Wadsworth enrolled in the nursing program at Northeast Iowa Community College in Calmar, graduating in 2017.

“I wanted to be a labor and delivery nurse for sure,” she said. “I knew that I wanted to continue on and be an advanced practitioner, but I didn’t really know what that meant. And I didn’t have a ton of exposure with midwives until my nursing program. Then I was like, wow, I can do that? That’s awesome!”

Becoming a certified nurse midwife requires a bachelor’s degree in nursing before beginning work on a master’s degree in nurse midwifery. Wadsworth had a bachelor’s degree, but not in nursing.

A bridge program at Bethel University in St. Paul, Minnesota, allowed her to take credits from her previous degree and combine them with a year of core nursing classes to obtain a bachelor’s degree in nursing.

“After completing my year of nursing courses successfully, I was then accepted into the masters program. So in May I will actually receive two degrees — a Bachelors of Science in nursing and a Masters of Science in nurse midwifery,” she said.

Wadsworth said her training includes a year and a half of clinical experience.

“We have to have so many births, so many well-woman exams, so many PAP smears, so many postpartum visits. So the last year and a half of our program we’re doing didactic work and doing clinical work. I’ll have over 1,000 hands-on patient hours when I’m done,” she said.

She did her first two semesters of clinical work with a midwife at the Winneshiek Medical Center in Decorah, where she works.

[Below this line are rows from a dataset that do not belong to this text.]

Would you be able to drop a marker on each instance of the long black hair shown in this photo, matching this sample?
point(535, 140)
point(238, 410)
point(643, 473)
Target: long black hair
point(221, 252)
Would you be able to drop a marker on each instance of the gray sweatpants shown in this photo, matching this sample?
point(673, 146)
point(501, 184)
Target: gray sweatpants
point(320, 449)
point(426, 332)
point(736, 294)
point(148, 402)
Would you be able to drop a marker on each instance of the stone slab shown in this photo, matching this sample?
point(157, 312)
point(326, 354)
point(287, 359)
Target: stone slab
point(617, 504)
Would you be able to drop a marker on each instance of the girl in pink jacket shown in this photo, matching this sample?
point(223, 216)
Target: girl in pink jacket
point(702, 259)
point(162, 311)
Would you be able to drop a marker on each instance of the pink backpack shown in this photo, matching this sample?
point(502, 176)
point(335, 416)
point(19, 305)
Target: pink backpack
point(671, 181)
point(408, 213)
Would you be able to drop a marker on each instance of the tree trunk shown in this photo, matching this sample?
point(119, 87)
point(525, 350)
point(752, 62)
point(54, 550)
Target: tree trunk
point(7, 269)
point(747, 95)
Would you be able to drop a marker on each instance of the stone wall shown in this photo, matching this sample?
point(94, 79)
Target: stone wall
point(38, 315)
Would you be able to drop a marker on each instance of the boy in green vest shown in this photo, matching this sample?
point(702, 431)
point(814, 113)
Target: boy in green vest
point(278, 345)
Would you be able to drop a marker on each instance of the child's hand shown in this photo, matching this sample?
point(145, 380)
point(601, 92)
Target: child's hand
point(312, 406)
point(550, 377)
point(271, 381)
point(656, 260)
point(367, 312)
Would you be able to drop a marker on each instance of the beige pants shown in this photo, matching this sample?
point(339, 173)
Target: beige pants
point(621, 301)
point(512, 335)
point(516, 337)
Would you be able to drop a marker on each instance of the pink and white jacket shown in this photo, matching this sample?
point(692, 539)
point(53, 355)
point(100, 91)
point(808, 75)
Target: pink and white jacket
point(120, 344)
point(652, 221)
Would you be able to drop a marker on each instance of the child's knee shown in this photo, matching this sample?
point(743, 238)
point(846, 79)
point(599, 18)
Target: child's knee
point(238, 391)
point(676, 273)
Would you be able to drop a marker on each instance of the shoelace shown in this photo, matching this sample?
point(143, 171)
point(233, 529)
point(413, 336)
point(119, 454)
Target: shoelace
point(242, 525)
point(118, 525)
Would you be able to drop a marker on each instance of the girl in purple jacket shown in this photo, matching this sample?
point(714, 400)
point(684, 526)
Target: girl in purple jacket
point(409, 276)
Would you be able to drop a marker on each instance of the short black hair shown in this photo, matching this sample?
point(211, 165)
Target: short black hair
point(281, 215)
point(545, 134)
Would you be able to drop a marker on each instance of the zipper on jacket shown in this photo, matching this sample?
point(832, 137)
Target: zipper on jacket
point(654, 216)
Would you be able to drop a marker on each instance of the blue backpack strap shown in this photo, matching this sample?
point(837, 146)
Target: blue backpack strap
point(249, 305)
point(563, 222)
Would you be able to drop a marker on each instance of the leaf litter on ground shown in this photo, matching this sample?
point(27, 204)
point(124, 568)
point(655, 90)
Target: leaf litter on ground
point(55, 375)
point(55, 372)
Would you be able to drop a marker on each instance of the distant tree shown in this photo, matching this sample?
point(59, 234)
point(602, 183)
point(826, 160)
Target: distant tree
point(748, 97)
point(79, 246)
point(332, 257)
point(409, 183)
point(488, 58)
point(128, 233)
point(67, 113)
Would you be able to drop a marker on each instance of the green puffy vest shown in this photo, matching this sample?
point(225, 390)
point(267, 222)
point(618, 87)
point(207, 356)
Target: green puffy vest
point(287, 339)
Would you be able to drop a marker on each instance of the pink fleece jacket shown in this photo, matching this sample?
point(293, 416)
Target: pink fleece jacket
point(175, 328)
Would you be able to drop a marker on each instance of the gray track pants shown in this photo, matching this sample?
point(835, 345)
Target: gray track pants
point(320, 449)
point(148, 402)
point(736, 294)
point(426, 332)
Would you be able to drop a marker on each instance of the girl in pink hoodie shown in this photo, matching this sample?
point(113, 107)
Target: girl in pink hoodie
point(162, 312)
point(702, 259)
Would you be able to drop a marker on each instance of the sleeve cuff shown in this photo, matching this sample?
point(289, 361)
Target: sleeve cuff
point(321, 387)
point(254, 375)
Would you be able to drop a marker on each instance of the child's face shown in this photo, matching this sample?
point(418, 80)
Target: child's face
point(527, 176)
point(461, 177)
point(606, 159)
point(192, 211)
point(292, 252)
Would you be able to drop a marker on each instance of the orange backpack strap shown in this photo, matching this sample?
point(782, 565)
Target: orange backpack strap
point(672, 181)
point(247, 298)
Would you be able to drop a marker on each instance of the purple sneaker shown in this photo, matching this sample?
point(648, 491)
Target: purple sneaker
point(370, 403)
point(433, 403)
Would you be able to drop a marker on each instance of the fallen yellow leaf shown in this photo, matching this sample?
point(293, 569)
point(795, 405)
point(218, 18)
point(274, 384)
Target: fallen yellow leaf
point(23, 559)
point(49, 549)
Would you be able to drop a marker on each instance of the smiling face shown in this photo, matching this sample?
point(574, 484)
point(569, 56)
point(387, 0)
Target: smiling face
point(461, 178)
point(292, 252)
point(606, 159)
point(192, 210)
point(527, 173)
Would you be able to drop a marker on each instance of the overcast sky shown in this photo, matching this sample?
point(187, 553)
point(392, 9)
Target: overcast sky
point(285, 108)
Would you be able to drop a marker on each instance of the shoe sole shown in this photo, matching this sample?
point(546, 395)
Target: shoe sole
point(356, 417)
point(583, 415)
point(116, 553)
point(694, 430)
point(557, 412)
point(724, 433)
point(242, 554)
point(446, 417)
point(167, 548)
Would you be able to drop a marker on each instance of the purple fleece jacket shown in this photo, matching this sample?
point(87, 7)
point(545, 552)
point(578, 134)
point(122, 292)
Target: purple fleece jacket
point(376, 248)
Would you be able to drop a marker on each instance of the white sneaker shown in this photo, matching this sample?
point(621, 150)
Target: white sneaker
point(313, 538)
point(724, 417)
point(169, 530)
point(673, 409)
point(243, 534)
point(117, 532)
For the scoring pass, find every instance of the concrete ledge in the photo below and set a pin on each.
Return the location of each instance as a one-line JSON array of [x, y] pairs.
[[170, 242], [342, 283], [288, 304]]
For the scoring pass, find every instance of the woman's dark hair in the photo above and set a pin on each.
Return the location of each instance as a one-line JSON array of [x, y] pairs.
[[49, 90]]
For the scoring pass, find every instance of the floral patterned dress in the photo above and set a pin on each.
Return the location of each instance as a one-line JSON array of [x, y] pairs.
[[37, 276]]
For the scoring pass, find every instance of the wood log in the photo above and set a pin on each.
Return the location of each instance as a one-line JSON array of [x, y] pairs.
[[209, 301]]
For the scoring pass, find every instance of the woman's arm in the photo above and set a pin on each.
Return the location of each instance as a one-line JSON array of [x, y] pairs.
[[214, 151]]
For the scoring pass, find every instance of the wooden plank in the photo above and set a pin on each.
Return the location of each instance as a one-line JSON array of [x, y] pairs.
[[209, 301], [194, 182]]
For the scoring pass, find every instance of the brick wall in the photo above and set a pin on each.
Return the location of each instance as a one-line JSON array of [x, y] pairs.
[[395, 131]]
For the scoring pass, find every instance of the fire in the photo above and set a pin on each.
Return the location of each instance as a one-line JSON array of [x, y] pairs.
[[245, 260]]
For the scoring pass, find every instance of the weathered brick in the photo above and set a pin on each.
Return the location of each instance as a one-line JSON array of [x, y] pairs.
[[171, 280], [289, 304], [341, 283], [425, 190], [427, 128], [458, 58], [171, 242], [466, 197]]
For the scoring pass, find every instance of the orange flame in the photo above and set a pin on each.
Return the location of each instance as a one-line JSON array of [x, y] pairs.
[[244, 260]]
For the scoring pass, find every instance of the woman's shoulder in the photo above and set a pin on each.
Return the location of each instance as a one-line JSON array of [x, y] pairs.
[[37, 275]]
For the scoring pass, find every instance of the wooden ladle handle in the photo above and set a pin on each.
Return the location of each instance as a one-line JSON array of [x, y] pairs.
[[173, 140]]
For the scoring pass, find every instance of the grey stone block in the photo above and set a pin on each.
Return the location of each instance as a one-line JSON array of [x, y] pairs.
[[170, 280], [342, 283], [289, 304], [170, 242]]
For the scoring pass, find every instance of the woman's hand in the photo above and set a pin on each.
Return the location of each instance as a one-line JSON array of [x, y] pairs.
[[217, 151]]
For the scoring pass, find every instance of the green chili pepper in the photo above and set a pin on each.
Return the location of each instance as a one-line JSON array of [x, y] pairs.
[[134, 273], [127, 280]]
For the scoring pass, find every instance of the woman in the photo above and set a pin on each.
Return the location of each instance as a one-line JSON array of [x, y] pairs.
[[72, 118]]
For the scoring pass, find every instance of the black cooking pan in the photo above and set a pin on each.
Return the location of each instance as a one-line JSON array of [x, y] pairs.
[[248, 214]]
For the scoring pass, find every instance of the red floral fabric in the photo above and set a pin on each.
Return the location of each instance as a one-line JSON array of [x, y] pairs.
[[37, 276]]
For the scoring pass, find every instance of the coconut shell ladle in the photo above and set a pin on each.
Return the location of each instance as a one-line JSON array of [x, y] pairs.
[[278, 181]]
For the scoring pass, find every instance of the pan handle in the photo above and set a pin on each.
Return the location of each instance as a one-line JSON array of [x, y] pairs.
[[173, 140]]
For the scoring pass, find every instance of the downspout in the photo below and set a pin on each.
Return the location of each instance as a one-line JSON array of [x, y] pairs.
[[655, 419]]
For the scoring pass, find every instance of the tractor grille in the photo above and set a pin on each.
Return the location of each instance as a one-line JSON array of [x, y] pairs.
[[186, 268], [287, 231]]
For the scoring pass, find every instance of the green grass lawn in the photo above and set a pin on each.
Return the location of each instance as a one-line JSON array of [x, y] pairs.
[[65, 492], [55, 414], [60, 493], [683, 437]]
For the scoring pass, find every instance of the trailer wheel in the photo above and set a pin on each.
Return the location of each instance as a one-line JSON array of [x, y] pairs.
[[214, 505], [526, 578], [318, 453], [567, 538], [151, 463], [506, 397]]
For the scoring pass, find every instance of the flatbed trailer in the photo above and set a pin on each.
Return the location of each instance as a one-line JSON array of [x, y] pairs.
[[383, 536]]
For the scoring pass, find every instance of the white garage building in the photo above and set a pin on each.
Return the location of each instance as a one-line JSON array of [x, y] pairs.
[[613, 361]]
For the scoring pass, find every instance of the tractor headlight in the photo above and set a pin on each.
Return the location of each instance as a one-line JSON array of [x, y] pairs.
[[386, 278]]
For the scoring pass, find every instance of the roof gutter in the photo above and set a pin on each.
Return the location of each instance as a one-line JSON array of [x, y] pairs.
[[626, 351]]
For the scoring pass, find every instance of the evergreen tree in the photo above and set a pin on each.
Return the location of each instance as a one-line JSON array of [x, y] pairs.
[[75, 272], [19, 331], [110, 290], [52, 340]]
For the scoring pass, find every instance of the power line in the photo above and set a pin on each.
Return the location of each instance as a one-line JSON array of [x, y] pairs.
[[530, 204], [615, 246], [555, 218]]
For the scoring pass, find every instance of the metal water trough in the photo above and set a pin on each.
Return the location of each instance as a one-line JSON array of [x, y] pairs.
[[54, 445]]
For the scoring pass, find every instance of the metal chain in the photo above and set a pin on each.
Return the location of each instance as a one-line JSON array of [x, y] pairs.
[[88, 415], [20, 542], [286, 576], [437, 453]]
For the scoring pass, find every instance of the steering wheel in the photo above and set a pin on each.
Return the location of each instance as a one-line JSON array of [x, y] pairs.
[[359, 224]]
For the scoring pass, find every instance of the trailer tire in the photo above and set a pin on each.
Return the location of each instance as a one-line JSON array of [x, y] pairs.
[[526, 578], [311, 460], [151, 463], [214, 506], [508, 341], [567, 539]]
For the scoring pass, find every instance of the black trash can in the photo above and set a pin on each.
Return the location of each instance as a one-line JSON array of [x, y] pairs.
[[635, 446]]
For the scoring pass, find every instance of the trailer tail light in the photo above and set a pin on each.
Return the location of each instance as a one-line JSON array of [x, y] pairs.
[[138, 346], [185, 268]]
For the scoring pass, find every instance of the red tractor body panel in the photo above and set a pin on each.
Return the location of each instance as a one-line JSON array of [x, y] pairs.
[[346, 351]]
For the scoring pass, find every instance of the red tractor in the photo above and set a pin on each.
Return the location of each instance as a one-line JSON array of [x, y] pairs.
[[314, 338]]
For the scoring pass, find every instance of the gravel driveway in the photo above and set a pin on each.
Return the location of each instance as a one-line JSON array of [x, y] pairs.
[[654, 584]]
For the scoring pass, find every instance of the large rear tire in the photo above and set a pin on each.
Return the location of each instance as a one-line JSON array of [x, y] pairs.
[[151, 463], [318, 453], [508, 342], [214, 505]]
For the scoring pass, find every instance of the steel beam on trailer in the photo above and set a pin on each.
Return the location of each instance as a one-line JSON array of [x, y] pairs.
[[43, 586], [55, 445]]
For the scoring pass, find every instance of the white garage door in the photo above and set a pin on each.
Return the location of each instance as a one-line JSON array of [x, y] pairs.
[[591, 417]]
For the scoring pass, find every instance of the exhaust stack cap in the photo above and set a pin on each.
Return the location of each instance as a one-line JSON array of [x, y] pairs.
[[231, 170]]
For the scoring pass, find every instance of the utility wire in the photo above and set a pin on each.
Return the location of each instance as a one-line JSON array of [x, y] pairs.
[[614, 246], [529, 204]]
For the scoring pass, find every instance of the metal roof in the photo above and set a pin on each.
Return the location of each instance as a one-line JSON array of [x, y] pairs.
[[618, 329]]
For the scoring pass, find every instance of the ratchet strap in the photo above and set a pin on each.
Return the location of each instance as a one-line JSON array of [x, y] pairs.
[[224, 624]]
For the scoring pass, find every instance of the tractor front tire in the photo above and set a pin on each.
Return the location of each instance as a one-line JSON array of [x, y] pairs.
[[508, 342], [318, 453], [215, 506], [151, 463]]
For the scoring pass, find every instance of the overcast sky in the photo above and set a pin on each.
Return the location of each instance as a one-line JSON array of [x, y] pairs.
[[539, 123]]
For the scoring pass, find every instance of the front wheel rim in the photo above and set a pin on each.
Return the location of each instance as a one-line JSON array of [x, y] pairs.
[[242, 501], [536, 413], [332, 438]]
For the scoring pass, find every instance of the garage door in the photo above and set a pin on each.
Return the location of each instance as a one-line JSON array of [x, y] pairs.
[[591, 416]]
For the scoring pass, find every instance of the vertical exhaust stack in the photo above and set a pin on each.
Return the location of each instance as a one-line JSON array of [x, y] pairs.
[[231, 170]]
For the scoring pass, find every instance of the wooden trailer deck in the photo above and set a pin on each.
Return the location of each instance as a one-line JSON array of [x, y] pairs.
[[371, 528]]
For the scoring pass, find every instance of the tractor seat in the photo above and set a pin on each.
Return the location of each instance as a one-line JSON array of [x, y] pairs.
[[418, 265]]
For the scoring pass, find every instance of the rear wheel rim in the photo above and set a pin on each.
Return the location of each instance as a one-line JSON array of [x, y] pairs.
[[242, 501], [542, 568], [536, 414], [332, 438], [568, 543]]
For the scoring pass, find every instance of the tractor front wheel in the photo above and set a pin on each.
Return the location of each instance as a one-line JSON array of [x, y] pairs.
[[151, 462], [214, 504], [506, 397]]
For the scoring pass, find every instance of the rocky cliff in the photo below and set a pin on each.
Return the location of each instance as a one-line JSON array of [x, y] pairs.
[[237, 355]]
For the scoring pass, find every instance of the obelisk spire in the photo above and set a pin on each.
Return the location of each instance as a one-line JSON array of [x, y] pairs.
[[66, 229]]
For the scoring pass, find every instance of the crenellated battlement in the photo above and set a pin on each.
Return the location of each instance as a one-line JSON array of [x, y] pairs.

“This last semester is my integration semester and I’ve been down at MercyOne-Waterloo with a midwife there,” she said. “So I’ve seen a mixture of low- and high-risk patients between the two clinics.”

Wadsworth said she became aware that Floyd County Medical Center was looking for another midwife through a teacher at Bethel who had previously had Halbach as a student.

“She was in contact with her and she was like, ‘I have the perfect person for you,’ and so Judi invited me to apply and I applied and I met them and thought, ‘This is awesome. I can definitely see myself here. So it just kind of worked out.”

Wadsworth said she will graduate in a couple of weeks then take her board examinations in June. She isn’t sure how long after that it will take to complete her certification, but she plans to join the FCMC staff “this summer some time.”

She said she and Ed are planning to move to the area, and he is applying for teaching jobs. They have four children — daughter Remington, 9, and three sons, Gunnar, 7, Maverik, 2, and McHenry, 8 months.

Wadsworth said she’s looking forward to beginning her new career in Charles City.

“There is nothing more intimate than handing a baby that you just delivered over to its parents,” she said. “Being able to step back and watch them fall in love with this little bundle of joy that they hoped and prayed for, truly is a remarkable experience and I always feel honored that they have allowed me to be part of their special moment.”